Singler started at power forward as a freshman and finished the 2007–08 season with averages of 13.3 points per game and 5.9 rebounds per game, helping lead Duke to a 28–6 record. Singler put to rest any speculation that he might enter the 2008 NBA draft, saying: I didn't give the NBA any thought; I know I'm not ready. I need to mature both physically and mentally. I want to get stronger and quicker, and I want to work on learning how to play the game. I'm at a great place for that.

=== Sophomore season (2008–2009) ===
In January 2009, he had a career-high 16 rebounds against Georgetown, a game in which Duke won 76–67. Singler ended the 2009 season as the top scorer for Duke. At the end of the season, Singler was averaging a team-high 16.5 points per game in 37 games played.

=== Junior season (2009–2010) ===
In February 2010, Singler scored a career-high 30 points against Georgia Tech, hitting a career-high 8 three-pointers in 10 attempts. In the ACC Tournament Final (playing Georgia Tech again), he hit a career-high 14 free throws.

On March 28, 2010, in an Elite Eight NCAA game, as Duke beat Baylor and advanced to the Final Four, Singler (667 points), Jon Scheyer (690 points), and Nolan Smith (628 points) became the second trio in the history of the school to score at least 600 points each in the same season. Jason Williams, Carlos Boozer, and Mike Dunleavy Jr. first accomplished that feat for Duke in 2001–02. Singler scored 19 points in the national championship game to reach 707 for the season, joining Scheyer (728) as the two became the second duo in Duke history to score over 700 points each in one season, following in the footsteps of Jason Williams (841) and Shane Battier (778), who did so for Duke's 2001 national championship team.

Through the 2009–10 season, Singler was also 6th on Duke's all-time list in offensive rebounds (272), and 7th in defensive rebounds (490). For the season, he averaged 17.7 points and 7.0 rebounds per game. He was 3rd in the ACC in 3-point field goal percentage (.399), 4th in scoring, 3-point field goals made (2.1 per game; his 8 against Georgia Tech were the most in the ACC in a single game for the season), and minutes (35.9 per game), and 7th in free throw percentage (.798).

Singler was instrumental in Duke winning its fourth national championship; he was named NCAA Final Four Most Outstanding Player after averaging 20.0 points, 9.0 rebounds and 3.5 assists per game in wins over West Virginia and Butler. Scheyer called him "the toughest player I've ever played with."

=== Senior season (2010–2011) ===
Following the national championship, Singler considered entering the 2010 NBA draft, but ultimately decided to return for his senior season at Duke. Singler was named the pre-season Atlantic Coast Conference player of the year, pre-season first team All-ACC, and was named a pre-season first team All-American. On November 27, 2010, Singler tied his career-high 30 points against his brother E. J. Singler and the Oregon Ducks.

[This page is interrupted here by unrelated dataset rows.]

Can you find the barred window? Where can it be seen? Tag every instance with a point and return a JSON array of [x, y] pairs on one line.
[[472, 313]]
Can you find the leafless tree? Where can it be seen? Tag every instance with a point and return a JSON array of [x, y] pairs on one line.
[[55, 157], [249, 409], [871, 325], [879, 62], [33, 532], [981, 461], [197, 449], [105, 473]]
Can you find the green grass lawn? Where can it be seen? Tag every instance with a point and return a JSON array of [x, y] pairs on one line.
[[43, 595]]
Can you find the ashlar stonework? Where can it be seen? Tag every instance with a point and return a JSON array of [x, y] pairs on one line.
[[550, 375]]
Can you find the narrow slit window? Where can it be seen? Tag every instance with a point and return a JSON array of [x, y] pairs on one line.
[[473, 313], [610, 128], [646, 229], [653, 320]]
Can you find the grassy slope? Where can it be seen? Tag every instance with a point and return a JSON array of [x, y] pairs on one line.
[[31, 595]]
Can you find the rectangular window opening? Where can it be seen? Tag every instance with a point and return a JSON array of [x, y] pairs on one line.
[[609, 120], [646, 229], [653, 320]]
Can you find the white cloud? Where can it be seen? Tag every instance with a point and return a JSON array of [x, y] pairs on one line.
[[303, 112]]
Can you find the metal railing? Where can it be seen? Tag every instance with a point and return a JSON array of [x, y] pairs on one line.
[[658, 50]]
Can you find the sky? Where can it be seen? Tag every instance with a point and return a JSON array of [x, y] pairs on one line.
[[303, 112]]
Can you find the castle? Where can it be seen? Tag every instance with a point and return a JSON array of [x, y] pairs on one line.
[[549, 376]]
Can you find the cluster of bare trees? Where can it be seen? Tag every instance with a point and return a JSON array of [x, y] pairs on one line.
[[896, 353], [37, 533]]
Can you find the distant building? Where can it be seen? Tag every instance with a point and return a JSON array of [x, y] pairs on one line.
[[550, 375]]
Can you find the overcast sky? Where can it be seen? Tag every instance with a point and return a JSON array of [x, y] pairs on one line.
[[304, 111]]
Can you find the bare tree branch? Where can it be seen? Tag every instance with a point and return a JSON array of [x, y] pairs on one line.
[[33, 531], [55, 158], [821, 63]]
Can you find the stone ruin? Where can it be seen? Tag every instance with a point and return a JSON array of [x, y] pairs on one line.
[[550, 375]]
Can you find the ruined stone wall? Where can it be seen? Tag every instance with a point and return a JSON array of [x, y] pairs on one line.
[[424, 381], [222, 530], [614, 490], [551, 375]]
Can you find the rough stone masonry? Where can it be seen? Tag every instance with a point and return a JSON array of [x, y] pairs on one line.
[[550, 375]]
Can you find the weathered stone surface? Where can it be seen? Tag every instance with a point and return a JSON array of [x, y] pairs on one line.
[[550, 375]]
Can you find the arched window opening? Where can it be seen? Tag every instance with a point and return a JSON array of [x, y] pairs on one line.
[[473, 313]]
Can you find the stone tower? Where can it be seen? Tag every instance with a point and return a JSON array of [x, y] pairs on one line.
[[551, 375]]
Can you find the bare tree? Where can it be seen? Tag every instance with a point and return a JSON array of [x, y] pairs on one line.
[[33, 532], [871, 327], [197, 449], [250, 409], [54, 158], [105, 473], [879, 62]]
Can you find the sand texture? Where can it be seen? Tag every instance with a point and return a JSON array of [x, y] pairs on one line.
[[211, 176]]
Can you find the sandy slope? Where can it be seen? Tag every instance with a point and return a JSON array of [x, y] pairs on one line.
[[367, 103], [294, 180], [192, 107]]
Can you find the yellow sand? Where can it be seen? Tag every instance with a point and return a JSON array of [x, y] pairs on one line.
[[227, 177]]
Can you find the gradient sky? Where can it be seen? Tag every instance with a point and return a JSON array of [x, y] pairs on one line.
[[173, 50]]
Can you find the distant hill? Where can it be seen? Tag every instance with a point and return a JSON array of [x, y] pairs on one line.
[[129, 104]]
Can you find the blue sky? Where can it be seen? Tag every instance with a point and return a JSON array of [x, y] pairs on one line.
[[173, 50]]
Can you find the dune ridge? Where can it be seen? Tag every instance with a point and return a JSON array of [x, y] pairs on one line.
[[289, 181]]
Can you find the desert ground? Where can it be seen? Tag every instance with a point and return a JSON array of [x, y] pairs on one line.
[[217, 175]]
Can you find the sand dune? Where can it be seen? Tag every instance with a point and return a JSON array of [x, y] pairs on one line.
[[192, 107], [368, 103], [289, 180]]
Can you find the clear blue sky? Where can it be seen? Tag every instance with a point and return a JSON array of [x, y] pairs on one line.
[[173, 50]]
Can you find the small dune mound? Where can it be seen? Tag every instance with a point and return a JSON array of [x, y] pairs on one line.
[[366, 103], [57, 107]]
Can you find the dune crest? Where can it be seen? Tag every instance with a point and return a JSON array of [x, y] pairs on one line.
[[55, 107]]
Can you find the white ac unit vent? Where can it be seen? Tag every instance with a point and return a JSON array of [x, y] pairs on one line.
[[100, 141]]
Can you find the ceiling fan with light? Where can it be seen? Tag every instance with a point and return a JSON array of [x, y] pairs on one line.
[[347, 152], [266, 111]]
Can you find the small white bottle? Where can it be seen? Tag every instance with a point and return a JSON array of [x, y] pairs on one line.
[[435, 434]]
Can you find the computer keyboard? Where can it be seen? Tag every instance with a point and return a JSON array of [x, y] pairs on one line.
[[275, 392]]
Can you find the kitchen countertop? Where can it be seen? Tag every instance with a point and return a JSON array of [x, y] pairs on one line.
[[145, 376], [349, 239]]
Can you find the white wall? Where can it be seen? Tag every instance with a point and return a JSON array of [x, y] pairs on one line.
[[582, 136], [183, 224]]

Singler was also voted to the Atlantic Coast Conference first team. For the 2010–2011 season, Singler averaged 16.9 points, 6.8 rebounds, and 1.6 assists in 34.8 minutes per game for the Blue Devils. The Blue Devils were eliminated in the Sweet 16 in the tournament against the Arizona Wildcats by the score of 93–77. Singler had 18 points in the defeat.

===Awards and honors===
- 4th-leading scorer in Duke history (2,392 points)
- NABC All-American Second Team (2011)
- NCAA champion (2010)
- NCAA basketball tournament Most Outstanding Player (2010)
- Sporting News College Athlete of the Year (2010)
- Sporting News All-American Fifth Team (2010)
- NCAA Final Four All-Tournament Team (2010)
- ACC tournament MVP (2010)
- 2x All-ACC First Team (2010–2011)
- 3x ACC All-Tournament First Team (2009–2011)
- All-ACC Second Team (2009)
- ACC Rookie of the Year (2008)
- All-ACC Third Team (2008)
- ACC All-Freshman Team (2008)
- Maui Invitational All-Tournament Team (2008)
- Maui Invitational MVP (2008)

== Professional career ==

===Lucentum Alicante (2011)===
Singler was selected with the 33rd overall pick in the 2011 NBA draft by the Detroit Pistons. On August 23, 2011, he signed with CB Lucentum Alicante of the Liga ACB. The contract had an NBA out-clause for when the NBA lockout ended. In his Liga ACB debut, he won the MVP of the first match day with 23 points, 4 rebounds and 3 assists. Following the conclusion of the lockout, Singler exercised his option to leave the club. In 10 appearances with Alicante, Singler helped them win 7 games while averaging 14.4 points, 3.4 rebounds and 1.1 steals.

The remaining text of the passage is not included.